6 Şubat’ın birinci senesinde sevgili Suavi’nin davetiyle insanlara azıcık da olsa moral verebilmek, şarkıların, türkülerin iyileştirici etkisini de arkamıza alarak Hatay’ın Serinyol Yerleşkesi'ne gittik. Hatırlayacaksınız Suavi depremin haberini alır almaz Hatay’a gitmiş, gece gündüz demeden çalışarak “Dostlar Yerleşkesi”ni hayata geçirmiş, yüzlerce ailenin barınma ve yemek sorunlarını çözmüştü.

Okurlarım bileceklerdir, bu sayfada birçok kez şarkılarımızın sadece eğlence amaçlı olmadığını, ağıtlarımızın, bozlaklarımızın da bulunduğunu ve yas ortamında da nasıl bir repertuar yapacağımızın da bize bırakılmasını yazmıştım.

Yazmıştım yazmasına da ilk kez böyle bir ortamda şarkılarımızı söyleyecektik. Açıkçası biraz tedirgindim ama doğrusunu yaptığımızı da biliyordum.

Aylin Aslım, Onur Akın, Hüseyin Turan, ağabeyim Gökhan ve ben İstanbul’dan, İbrahim  Kasımoğulları da İzmir’den yola çıkmıştık. Suavi ise zaten Hatay’daydı. Serinyol’a vardığımızda konteynerlerin vinçlerin, iş makinelerinin arasına belki de Dünya’nın en önemli sahnesi kurulmuştu. Paletlerin üzerine eski bir halı serilmiş, plastik sandalyeler paletlerin boşluklarına gelmeyecek bir şekilde yerleştirilmiş alçakgönüllü bir ses sistemi kurulmuş, bir sokak lambasının sahneye çevrilmesiyle de ışık sorunu çözülmüştü. O gün aynı zamanda yerleşkenin içerisinde özellikle çocuklara okuma sevgisini aşılamak için kurulan bir kütüphanenin de açılışı yapılacaktı. Bizler de kulis olarak bu konteynerde sahne sıramızı bekliyorduk.

Kırk yıllık profesyonel müzik yaşantımda sayısını hatırlayamadığım konserler verdim, sahneye çıktım. Ama 6 Şubat’ta verdiğim konser kadar kendimi iyi hissettiğim, insanlara iyi geldiğimi düşündüğüm ve iyi ki müzisyen olmuşum dediğim bir konser hatırlamıyorum. Orada yüzlerce insan şarkılarımızı hep birlikte ama sessizce söyledik. Şarkı söylerken ağlayanlar, birbirlerinin omuzuna yaslananlar, elele tutuşanlar o kadar etkileyiciydi ki anlatamam.

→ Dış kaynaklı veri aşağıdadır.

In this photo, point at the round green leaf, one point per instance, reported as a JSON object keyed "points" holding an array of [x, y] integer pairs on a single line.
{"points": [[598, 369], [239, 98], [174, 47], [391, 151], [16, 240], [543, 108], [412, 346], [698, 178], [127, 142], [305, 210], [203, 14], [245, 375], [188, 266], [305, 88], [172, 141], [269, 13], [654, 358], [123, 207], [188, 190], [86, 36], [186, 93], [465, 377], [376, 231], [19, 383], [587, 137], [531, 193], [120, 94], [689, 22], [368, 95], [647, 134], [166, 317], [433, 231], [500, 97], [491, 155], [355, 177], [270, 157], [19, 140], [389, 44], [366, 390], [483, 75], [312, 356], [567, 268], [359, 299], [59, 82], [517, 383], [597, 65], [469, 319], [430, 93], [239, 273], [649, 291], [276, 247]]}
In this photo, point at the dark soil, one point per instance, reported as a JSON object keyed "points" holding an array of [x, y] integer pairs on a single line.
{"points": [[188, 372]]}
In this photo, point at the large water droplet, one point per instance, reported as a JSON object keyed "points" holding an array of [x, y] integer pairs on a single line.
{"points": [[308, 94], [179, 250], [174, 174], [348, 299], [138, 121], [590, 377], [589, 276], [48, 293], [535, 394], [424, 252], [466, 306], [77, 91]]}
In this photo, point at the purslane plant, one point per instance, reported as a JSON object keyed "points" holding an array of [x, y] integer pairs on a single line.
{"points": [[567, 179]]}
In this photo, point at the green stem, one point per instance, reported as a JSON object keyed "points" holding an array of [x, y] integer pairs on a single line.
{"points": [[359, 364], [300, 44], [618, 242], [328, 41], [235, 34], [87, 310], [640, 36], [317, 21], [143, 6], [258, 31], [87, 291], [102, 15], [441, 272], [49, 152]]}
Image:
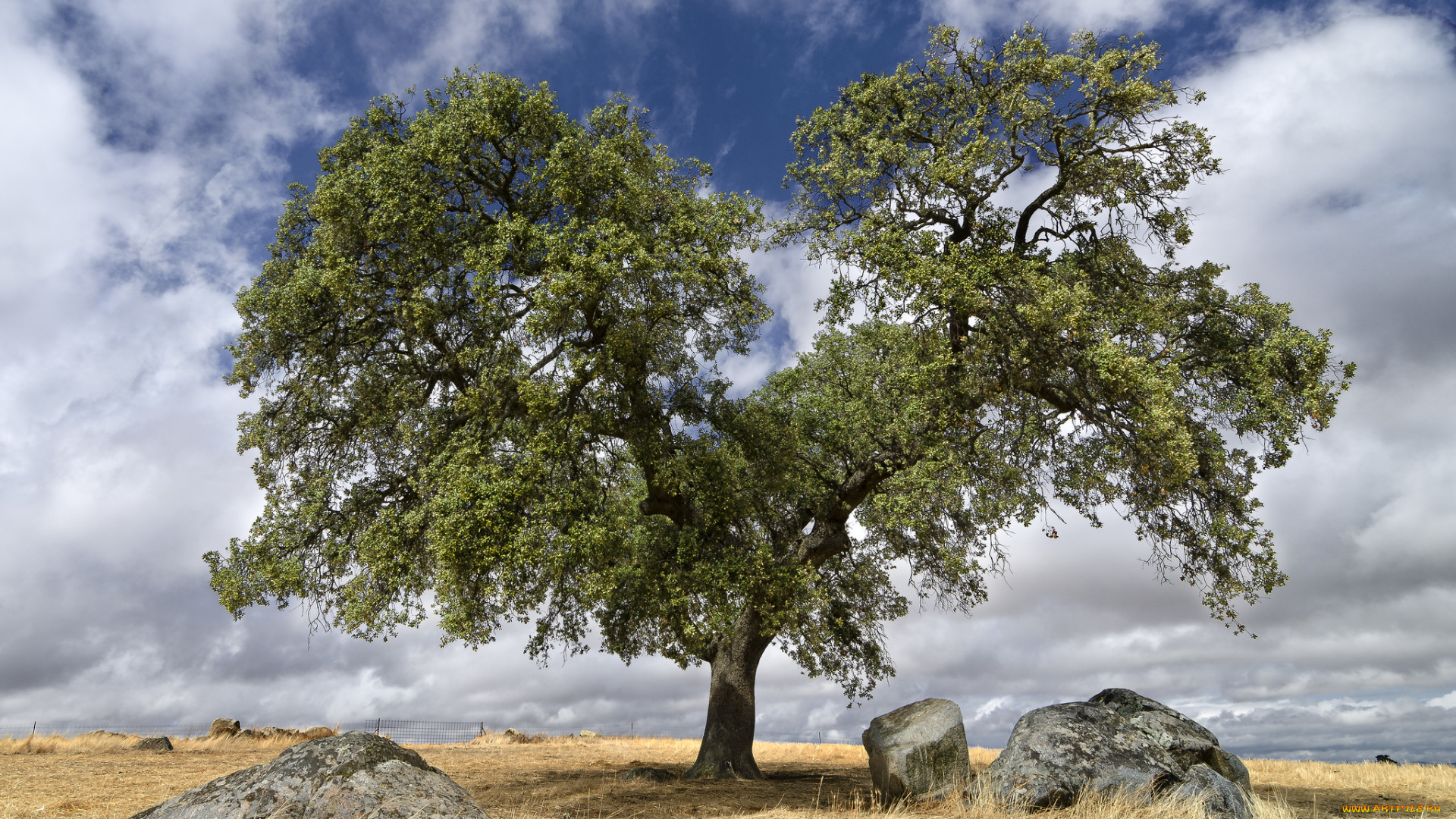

Bir şarkı arasında sahneye çıkan Hatay’lı bir genç kız 6 Şubat’ın doğum günü olduğunu ama artık ömür boyu doğum gününü kutlayamayacağını söyledi.

Bu deprem felaketinde hiçbir ihmali olmayan bir genç, sanki bunların sorumlusu kendisiymiş gibi bundan sonra doğum gününü kutlamayacağını söylüyor ama imar affını çıkaranlar, binaların depreme dayanıklılığını kontrol etmeyenler, Hatay’a yardım için üç gün sonra gidenler pişkince koltuklarında oturuyorlar. Ne desek boş.

Konser sonrası konuştuğumuz, dertleştiğimiz insanlarda inanılmaz bir dayanışma duygusu vardı bir de ortak bir öfke. Ama nasıl desem; ağırbaşlı bir öfke. Kızmadan, bağırmadan, çağırmadan, yıkmadan, yakmadan ama ömür boyu sürecek büyük bir öfke... Bunu kimse hafife almasın.

Son olarak Hatay’da bize evini açan, ailesiyle birlikte eksiksiz ağırlamak için koşuşturup duran Emirhan Güzel’e ve 2 gün boyunca hep bizimle olan Serkan Hepsağ’a da tüm ekip adına teşekkürü bir borç bilirim.